The letter calls for the Government to provide financial support for the eye care providers to ensure the valuable service is not lost.

Ashworth said: “I have called on the secretary of state for health to provide the support urgently needed by domiciliary eye care providers so that they can continue to provide this invaluable service.”

He added that the secretary of state “must meet with the Association of Optometrists to enable Jacob and Joe Ltd, and all domiciliary eye care providers, to continue trading and meet the needs of care home residents.”

Zainab Suleman, optometrist and founder of Kindsight Domiciliary Opticians, said: “Many of our elderly patients have significant problems with their eyes, which require constant monitoring and treatment.
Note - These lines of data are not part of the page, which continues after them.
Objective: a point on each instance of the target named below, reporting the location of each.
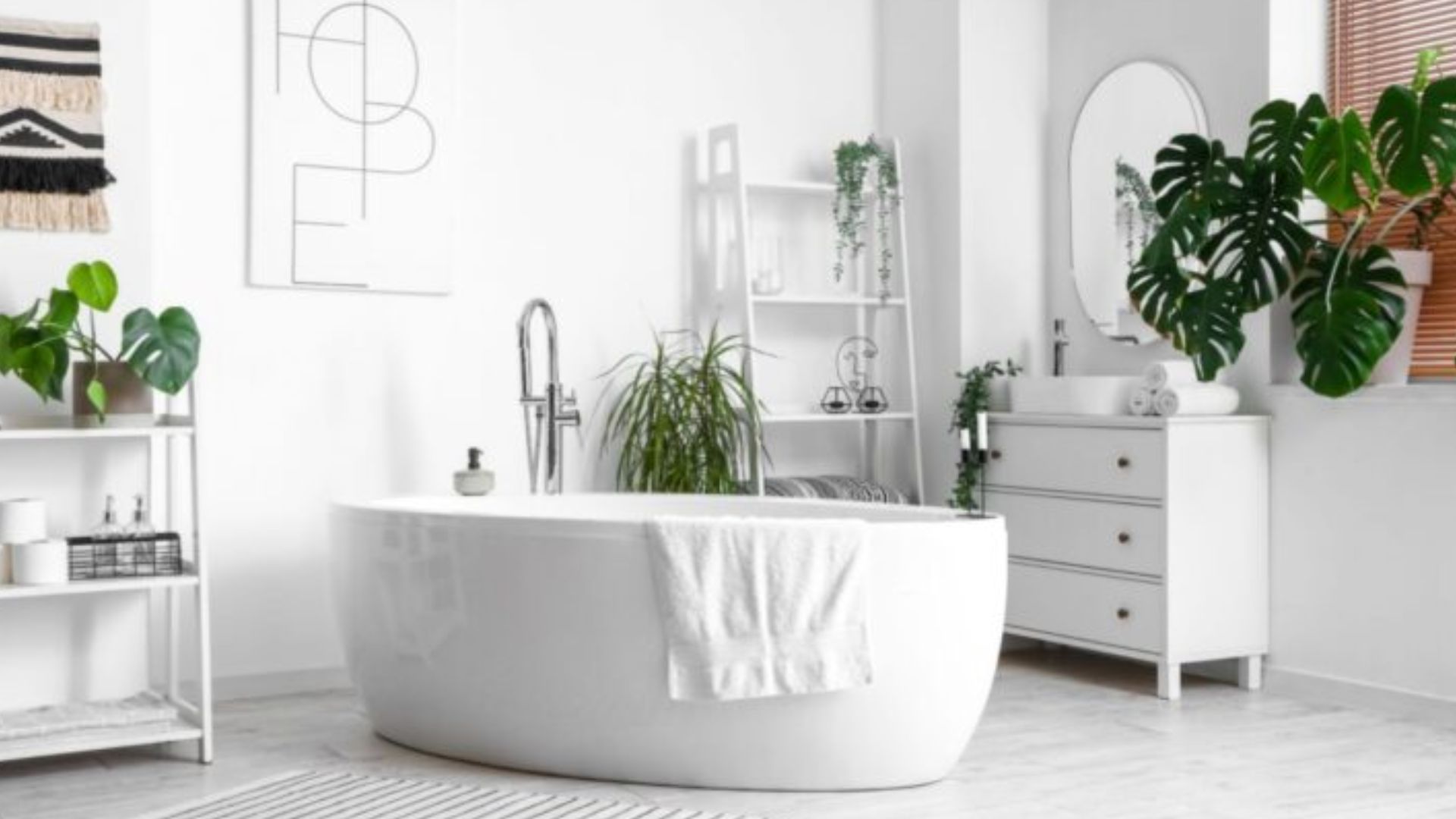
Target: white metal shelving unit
(194, 722)
(731, 200)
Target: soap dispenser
(473, 480)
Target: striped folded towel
(52, 165)
(833, 487)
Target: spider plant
(686, 420)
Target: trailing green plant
(852, 167)
(976, 397)
(1136, 209)
(686, 420)
(1232, 241)
(38, 344)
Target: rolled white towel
(1141, 401)
(1197, 400)
(1168, 373)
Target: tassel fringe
(55, 212)
(53, 93)
(27, 175)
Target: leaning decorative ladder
(736, 206)
(194, 719)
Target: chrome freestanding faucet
(546, 414)
(1059, 347)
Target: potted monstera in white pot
(159, 352)
(1232, 241)
(1416, 265)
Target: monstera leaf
(1185, 169)
(93, 283)
(1279, 134)
(1416, 134)
(162, 350)
(1338, 161)
(1158, 290)
(39, 360)
(1210, 327)
(60, 314)
(1347, 316)
(1190, 174)
(1258, 234)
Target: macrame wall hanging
(52, 145)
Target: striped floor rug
(351, 796)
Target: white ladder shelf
(731, 199)
(194, 722)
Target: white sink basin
(1074, 395)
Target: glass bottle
(108, 526)
(140, 521)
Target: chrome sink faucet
(546, 414)
(1059, 347)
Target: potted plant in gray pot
(158, 352)
(1232, 242)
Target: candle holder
(873, 401)
(836, 401)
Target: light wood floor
(1066, 735)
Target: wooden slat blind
(1372, 44)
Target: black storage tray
(126, 556)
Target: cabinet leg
(1251, 672)
(1169, 681)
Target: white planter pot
(1395, 368)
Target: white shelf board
(66, 428)
(789, 187)
(99, 739)
(829, 419)
(96, 588)
(830, 300)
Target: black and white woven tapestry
(52, 145)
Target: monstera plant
(38, 344)
(1232, 241)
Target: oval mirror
(1130, 114)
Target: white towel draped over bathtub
(762, 607)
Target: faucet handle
(568, 413)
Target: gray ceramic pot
(126, 392)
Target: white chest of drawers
(1145, 538)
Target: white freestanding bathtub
(523, 632)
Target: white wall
(574, 121)
(86, 649)
(1003, 222)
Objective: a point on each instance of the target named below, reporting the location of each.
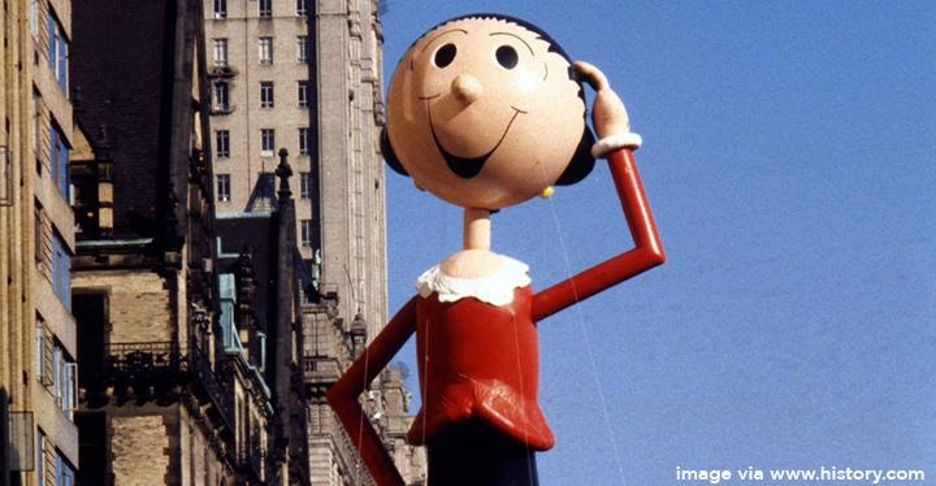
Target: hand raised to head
(608, 113)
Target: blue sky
(789, 160)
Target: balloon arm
(343, 395)
(648, 251)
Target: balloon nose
(466, 88)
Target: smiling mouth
(467, 167)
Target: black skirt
(474, 454)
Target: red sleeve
(648, 251)
(343, 395)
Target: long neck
(477, 230)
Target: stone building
(306, 74)
(177, 384)
(38, 437)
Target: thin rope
(580, 317)
(526, 433)
(357, 469)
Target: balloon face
(482, 114)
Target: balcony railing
(320, 370)
(154, 371)
(250, 461)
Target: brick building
(306, 75)
(38, 437)
(177, 384)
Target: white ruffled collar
(495, 289)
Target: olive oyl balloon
(486, 112)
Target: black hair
(581, 163)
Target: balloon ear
(582, 161)
(389, 155)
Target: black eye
(445, 55)
(506, 56)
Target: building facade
(38, 436)
(178, 383)
(306, 75)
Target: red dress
(479, 360)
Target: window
(302, 48)
(224, 187)
(58, 160)
(220, 99)
(223, 144)
(305, 141)
(45, 352)
(303, 94)
(37, 231)
(266, 94)
(220, 52)
(34, 18)
(40, 455)
(64, 472)
(57, 370)
(267, 141)
(306, 237)
(58, 52)
(265, 50)
(220, 9)
(305, 185)
(61, 270)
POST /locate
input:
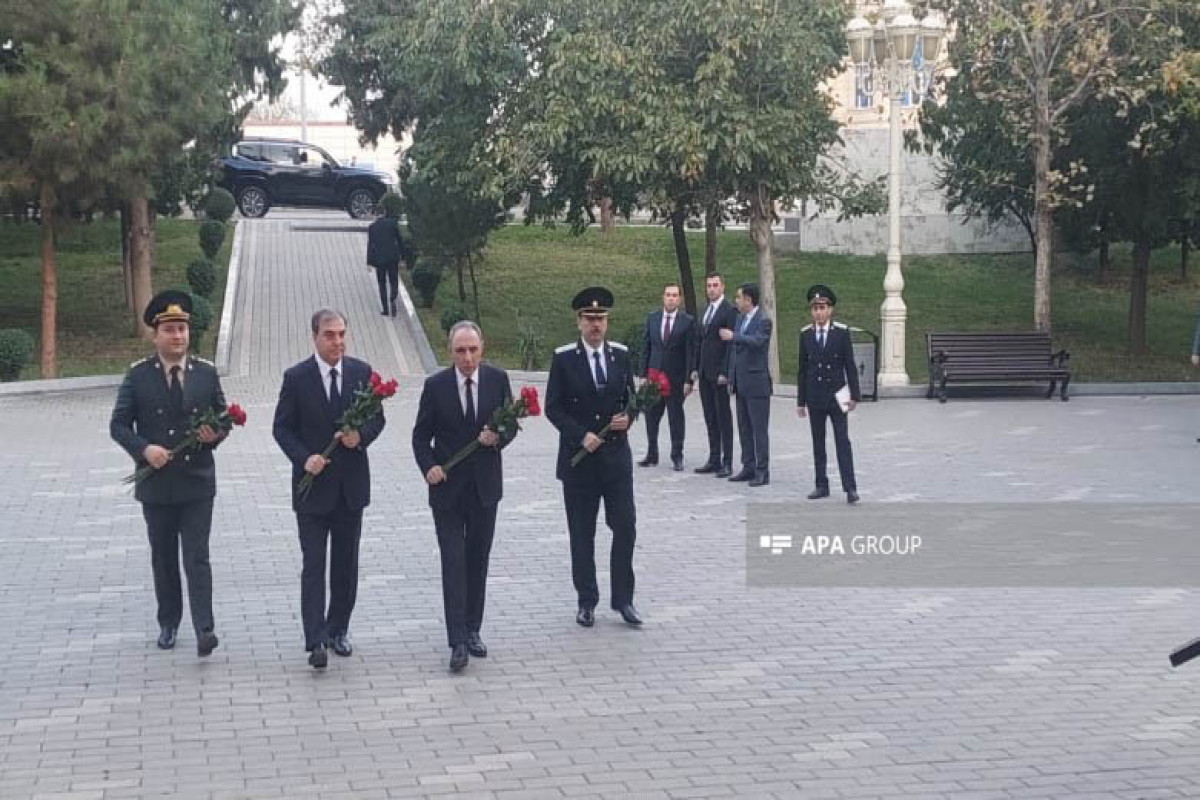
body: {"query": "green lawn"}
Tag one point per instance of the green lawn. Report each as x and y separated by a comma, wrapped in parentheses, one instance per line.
(94, 325)
(537, 271)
Conditions like macular degeneration and glaucoma cause permanent sight loss if left undiagnosed and untreated – and some of these patients simply haven’t had proper eye care in two years.

“For these people, whose health and mobility are already limited, simple things like reading, watching television and seeing their loved ones is a lifeline.”

Suleman added that Kindsight Domiciliary Opticians is “devastated” at the need to cut services, and that the company is “desperate for some intervention that will mean we can keep helping the patients who need our care – care that is just as vital as seeing your GP or community nurse.”

The issue comes after OT reported on domiciliary staff not being able to enter care homes due to high incidents of the omicron variant earlier this year.